The indentation in the ternary expressions is inconsistent, which affects readability. Ensure consistent indentation throughout the nested expressions.

-                    cypher_prompt = (
-                        (CYPHER_GEN_PROMPT.format(question=question) 
-                        if self.last_answer is None
-                        else CYPHER_GEN_PROMPT_WITH_HISTORY.format(question=question, last_answer=self.last_answer))
-                        if error is False
-                        else CYPHER_GEN_PROMPT_WITH_ERROR.format(
-                            question=question, error=error
-                        )
-                    )   
+                    cypher_prompt = (
+                        (CYPHER_GEN_PROMPT.format(question=question)
+                         if self.last_answer is None
+                         else CYPHER_GEN_PROMPT_WITH_HISTORY.format(
+                             question=question,
+                             last_answer=self.last_answer
+                         ))
+                        if error is False
+                        else CYPHER_GEN_PROMPT_WITH_ERROR.format(
+                            question=question,
+                            error=error
+                        )
+                    )
graphrag_sdk/chat_session.py (3)

54-55: Add type hints and documentation for new attributes.

The new prompt attributes would benefit from type hints and docstring documentation to improve code maintainability.

Add type hints and update the class docstring:

 class ChatSession:
+    cypher_prompt: str | None
+    qa_prompt: str | None
     """
     Represents a chat session with a Knowledge Graph.

     Args:
         model_config (KnowledgeGraphModelConfig): The model configuration to use.
         ontology (Ontology): The ontology to use.
         graph (Graph): The graph to query.
+        cypher_system_instruction (str, optional): Custom system instructions for Cypher generation.
+        qa_system_instruction (str, optional): Custom system instructions for QA.
+        cypher_gen_prompt (str, optional): Custom prompt template for Cypher generation.
+        qa_prompt (str, optional): Custom prompt template for QA.

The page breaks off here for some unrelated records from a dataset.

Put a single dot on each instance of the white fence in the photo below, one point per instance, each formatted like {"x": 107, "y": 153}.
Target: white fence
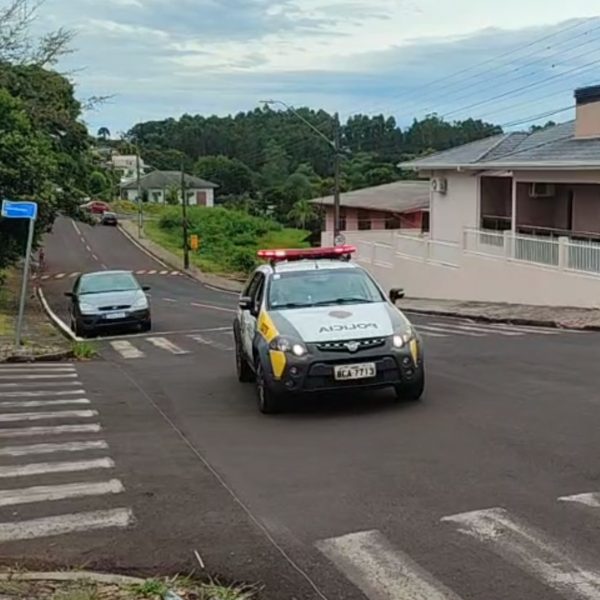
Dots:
{"x": 562, "y": 252}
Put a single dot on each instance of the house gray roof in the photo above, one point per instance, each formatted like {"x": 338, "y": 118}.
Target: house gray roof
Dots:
{"x": 166, "y": 179}
{"x": 552, "y": 148}
{"x": 399, "y": 197}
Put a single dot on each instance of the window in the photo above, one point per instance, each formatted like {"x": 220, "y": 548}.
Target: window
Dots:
{"x": 325, "y": 287}
{"x": 109, "y": 282}
{"x": 364, "y": 220}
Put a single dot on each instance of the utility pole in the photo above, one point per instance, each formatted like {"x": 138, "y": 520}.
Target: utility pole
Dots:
{"x": 186, "y": 246}
{"x": 139, "y": 190}
{"x": 335, "y": 145}
{"x": 336, "y": 189}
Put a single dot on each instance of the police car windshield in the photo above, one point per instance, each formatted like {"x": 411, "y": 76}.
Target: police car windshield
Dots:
{"x": 322, "y": 288}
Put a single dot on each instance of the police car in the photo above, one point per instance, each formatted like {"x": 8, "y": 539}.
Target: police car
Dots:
{"x": 312, "y": 321}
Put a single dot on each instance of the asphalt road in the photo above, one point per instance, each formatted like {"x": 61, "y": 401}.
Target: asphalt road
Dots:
{"x": 350, "y": 497}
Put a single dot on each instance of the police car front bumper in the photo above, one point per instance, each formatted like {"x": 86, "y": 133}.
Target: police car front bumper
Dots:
{"x": 316, "y": 370}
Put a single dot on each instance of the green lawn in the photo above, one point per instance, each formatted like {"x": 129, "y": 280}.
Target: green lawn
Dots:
{"x": 229, "y": 240}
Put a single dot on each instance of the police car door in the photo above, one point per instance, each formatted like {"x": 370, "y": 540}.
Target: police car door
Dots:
{"x": 249, "y": 317}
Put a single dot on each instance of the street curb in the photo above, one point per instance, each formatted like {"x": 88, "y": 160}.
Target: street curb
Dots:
{"x": 225, "y": 285}
{"x": 507, "y": 320}
{"x": 54, "y": 318}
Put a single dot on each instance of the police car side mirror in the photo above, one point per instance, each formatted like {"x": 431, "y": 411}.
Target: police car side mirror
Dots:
{"x": 245, "y": 303}
{"x": 396, "y": 294}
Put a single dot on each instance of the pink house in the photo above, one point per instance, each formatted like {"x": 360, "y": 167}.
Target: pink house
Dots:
{"x": 398, "y": 205}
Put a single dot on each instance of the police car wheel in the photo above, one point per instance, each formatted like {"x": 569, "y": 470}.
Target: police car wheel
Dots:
{"x": 412, "y": 391}
{"x": 268, "y": 401}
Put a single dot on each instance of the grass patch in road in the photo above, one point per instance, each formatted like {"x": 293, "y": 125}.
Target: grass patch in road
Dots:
{"x": 84, "y": 350}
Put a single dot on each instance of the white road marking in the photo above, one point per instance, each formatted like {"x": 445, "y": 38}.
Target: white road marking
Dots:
{"x": 202, "y": 340}
{"x": 71, "y": 523}
{"x": 39, "y": 365}
{"x": 49, "y": 493}
{"x": 380, "y": 571}
{"x": 446, "y": 329}
{"x": 431, "y": 334}
{"x": 526, "y": 548}
{"x": 42, "y": 376}
{"x": 43, "y": 403}
{"x": 591, "y": 499}
{"x": 42, "y": 416}
{"x": 56, "y": 467}
{"x": 41, "y": 393}
{"x": 52, "y": 448}
{"x": 524, "y": 329}
{"x": 482, "y": 329}
{"x": 213, "y": 307}
{"x": 33, "y": 384}
{"x": 165, "y": 344}
{"x": 51, "y": 430}
{"x": 127, "y": 349}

63-63: Consider consistent instruction handling approaches.

The QA system instruction handling uses a different approach compared to the Cypher system instruction handling. Consider using the same pattern for consistency.

-            qa_system_instruction or GRAPH_QA_SYSTEM
+        if qa_system_instruction is None:
+            qa_system_instruction = GRAPH_QA_SYSTEM
+        self.qa_chat_session = model_config.qa.with_system_instruction(qa_system_instruction).start_chat()

82-82: Consider caching step instances.

The steps are recreated for each message, which could be inefficient for long chat sessions since most parameters remain constant.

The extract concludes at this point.